L'esposizione presenta numerosi costumi originali, caratterizzati da ricchi merletti, bottoni preziosi e tessuti damascati.
Oltre all'opera felliniana, sono esposti i costumi di Colin Firth in Valmont, Steve Buscemi nel ruolo del preside nell'abito viola di Mercoledì 2, Guillaume Canet nei panni di Luigi XVI per Le Déluge, Caleb Landry Jones nel ruolo del principe delle tenebre in Dracula di Luc Besson e Tom Hulce in quello di Mozart per Amadeus.
Il Casanova occupa un posto d'onore con tre capi firmati da Danilo Donati, scenografo-costumista premiato con l'Oscar proprio per questo film. Donati ricostruì l'architettura della Serenissima ispirandosi al gusto pittorico di Turner, Hogarth, Guardi e Canaletto. Per la creazione dei costumi, lavorò a stretto contatto con le sartorie, acquistando personalmente tessuti a Londra e tingendoli a suo estro per ottenere le sfumature desiderate.

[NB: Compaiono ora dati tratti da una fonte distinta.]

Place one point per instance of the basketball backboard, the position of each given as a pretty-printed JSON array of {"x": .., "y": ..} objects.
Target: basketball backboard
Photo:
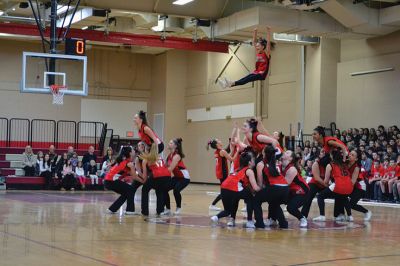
[{"x": 41, "y": 70}]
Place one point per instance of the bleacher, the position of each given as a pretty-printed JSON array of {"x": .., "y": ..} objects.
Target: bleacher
[{"x": 15, "y": 136}]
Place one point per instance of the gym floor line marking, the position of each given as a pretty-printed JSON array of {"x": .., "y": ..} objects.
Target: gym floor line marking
[
  {"x": 57, "y": 248},
  {"x": 345, "y": 259}
]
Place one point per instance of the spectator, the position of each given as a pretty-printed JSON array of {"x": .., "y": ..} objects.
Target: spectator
[
  {"x": 109, "y": 154},
  {"x": 92, "y": 172},
  {"x": 80, "y": 174},
  {"x": 29, "y": 161},
  {"x": 74, "y": 161},
  {"x": 366, "y": 163},
  {"x": 45, "y": 170},
  {"x": 68, "y": 181},
  {"x": 70, "y": 152},
  {"x": 89, "y": 156},
  {"x": 39, "y": 159}
]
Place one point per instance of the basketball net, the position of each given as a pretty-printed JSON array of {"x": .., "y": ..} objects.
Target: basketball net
[{"x": 58, "y": 94}]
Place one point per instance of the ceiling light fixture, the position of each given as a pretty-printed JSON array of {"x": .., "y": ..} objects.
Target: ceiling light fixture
[{"x": 181, "y": 2}]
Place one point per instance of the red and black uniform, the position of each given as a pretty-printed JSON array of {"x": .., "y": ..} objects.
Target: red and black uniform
[
  {"x": 315, "y": 187},
  {"x": 148, "y": 140},
  {"x": 234, "y": 188},
  {"x": 298, "y": 189},
  {"x": 358, "y": 191},
  {"x": 339, "y": 190},
  {"x": 126, "y": 191},
  {"x": 275, "y": 192},
  {"x": 159, "y": 181},
  {"x": 180, "y": 180}
]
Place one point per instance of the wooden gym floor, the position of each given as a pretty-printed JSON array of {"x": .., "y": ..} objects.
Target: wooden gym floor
[{"x": 71, "y": 228}]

Il contributo di altre sartorie è ampiamente rappresentato: i due capi de Le Déluge sono di Massimo Cantini Parrini, l'abito di Dracula è firmato Corinne Bruand (Tirelli - Trappetti), mentre la mise viola di Mercoledì 2 è stata ideata da Colleen Atwood, con Mark Sutherland, per evocare atmosfere gotiche in chiave pop. Conclude il percorso espositivo Theodor Pistek, con due abiti che ricordano gli Oscar da lui vinti e interpretano il Settecento nei film Amadeus e Valmont.
Un contesto espositivo noto e in continua evoluzione
Cinecittà si Mostra è un centro espositivo permanente situato negli storici studi di via Tuscolana a Roma, che ospita selezioni curate di costumi di scena. In passato ha presentato esposizioni su titoli come Maria, Diamanti, L'arte della gioia, Parthenope di Paolo Sorrentino e altri eventi tematici dedicati alla sartoria da fiaba e al cinema italiano contemporaneo.

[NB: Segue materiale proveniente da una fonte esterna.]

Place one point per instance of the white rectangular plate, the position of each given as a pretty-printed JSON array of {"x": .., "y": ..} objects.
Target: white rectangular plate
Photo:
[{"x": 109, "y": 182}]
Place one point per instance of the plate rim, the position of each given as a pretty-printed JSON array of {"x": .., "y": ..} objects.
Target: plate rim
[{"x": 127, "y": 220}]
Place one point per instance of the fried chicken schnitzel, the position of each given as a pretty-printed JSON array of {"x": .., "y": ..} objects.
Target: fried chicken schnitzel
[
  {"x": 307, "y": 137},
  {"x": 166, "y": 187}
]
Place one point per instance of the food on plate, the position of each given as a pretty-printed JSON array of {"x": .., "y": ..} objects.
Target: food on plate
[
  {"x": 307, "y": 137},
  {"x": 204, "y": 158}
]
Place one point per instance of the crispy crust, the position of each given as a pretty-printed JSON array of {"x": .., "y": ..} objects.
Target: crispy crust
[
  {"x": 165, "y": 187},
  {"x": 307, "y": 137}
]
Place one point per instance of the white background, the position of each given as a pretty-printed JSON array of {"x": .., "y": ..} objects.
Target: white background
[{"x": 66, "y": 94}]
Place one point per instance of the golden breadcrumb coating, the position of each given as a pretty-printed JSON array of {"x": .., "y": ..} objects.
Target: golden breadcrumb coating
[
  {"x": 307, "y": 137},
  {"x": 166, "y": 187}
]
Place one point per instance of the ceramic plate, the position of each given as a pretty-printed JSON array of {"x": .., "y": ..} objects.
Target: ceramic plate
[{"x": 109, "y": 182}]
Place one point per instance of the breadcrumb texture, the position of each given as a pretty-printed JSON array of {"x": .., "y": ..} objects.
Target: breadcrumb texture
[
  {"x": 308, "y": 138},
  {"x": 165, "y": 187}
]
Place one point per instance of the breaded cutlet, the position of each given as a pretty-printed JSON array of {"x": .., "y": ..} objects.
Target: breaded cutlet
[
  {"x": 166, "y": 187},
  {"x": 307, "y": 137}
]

Il format unisce spettacolarità artigiana e dimensione educativa, con tour tematici, laboratori e visite guidate pensate per diversi target, anche scolastici.

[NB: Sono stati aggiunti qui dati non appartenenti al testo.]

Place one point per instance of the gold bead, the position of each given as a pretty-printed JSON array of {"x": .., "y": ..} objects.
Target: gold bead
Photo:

Il Settecento tra cinema e sartoria storica
L'omaggio a Il Casanova di Fellini si inserisce nel centenario della nascita di Danilo Donati, figura centrale del costume italiano. Il connubio tra cinema e ricostruzione storica racconta non solo un film, ma un modo di valorizzare l'artigianato teatrale e cinematografico italiano. In mostra, altre creazioni di sartorie rinomate come Tirelli - Trappetti e Sartoria Farani, evidenziano una continuità nella produzione di costumi d'epoca per lo schermo che unisce rigore storico e resa stilistica, come dimostrano gli abiti di Luigi XVI, Dracula e la selezione settecentesca gotica di Mercoledì 2.
La mostra offre così uno spaccato del cinema storico e del costume cinematografico attraverso una lente settecentesca, facendo dialogare diversi registi, costumisti e opere. Il percorso crea un ponte tra tradizione artigianale e produzione visiva museale, rafforzando il ruolo di Cinecittà si Mostra come spazio di valorizzazione del patrimonio sartoriale cinematografico e della memoria visiva del cinema d’epoca.